Section 34 of the act replaces Section three of the Computer Misuse Act (CMA) 1990 and clearly covers denial-of-service attacks as "unauthorised acts with intent to impair the operation of a computer".
The legislation includes broader and more precise language and says that a person is guilty of an offence if they have the intent to impair the operation of any computer, prevent or hinder access to any program or data held on a computer, or impair the operation of a program or the reliability of data.
The old law didn't specifically address denial-of-service attacks and the new legislation aims to clarify this. The CMA criminalised someone for doing anything "which causes an unauthorised modification of the contents of any computer", as long as this was carried out with intent.

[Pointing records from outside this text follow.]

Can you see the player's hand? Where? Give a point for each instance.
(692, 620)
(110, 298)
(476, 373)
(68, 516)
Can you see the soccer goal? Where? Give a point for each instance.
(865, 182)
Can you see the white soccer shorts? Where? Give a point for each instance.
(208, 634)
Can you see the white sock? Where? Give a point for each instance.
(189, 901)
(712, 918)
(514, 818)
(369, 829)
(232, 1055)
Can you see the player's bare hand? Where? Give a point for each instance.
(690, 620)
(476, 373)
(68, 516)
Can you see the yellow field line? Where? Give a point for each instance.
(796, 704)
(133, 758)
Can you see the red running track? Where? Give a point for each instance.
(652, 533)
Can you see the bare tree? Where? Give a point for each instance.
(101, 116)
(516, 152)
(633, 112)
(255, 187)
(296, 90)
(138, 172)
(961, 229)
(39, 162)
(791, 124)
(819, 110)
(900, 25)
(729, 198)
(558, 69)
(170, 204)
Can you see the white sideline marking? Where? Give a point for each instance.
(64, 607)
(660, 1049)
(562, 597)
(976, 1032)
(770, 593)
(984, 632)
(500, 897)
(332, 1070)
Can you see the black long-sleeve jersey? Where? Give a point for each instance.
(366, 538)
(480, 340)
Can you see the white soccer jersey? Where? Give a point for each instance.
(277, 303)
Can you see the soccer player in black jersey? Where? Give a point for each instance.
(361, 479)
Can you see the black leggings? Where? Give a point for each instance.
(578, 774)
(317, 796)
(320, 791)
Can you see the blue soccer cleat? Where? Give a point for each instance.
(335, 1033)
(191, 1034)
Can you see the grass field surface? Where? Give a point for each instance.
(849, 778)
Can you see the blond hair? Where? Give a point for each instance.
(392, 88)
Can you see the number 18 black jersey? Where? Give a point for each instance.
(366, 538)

Confusion had arisen over whether denial-of-service attacks were covered in this section of the act, particularly in the case of David Lennon, who sent five million emails to a former employer and crashed his email server in 2005.
The existing law didn't cover this form of attack and the court cleared the teenager. However, earlier this year the judge overturned this ruling and found Lennon guilty under the CMA and sentenced him to a two month curfew.
The new act also increases the sentence for hacking into a computer from a maximum six months to two years in jail and makes it an offence to supply or make available any software or tools that could be used to commit hacking or denial-of-service attacks, with those found guilty under this section facing up to two years in prison.
Moreover, as part of the Police and Justice Act, the IT organisation Pito will be abolished and its functions taken over by the new National Policing Improvement Agency.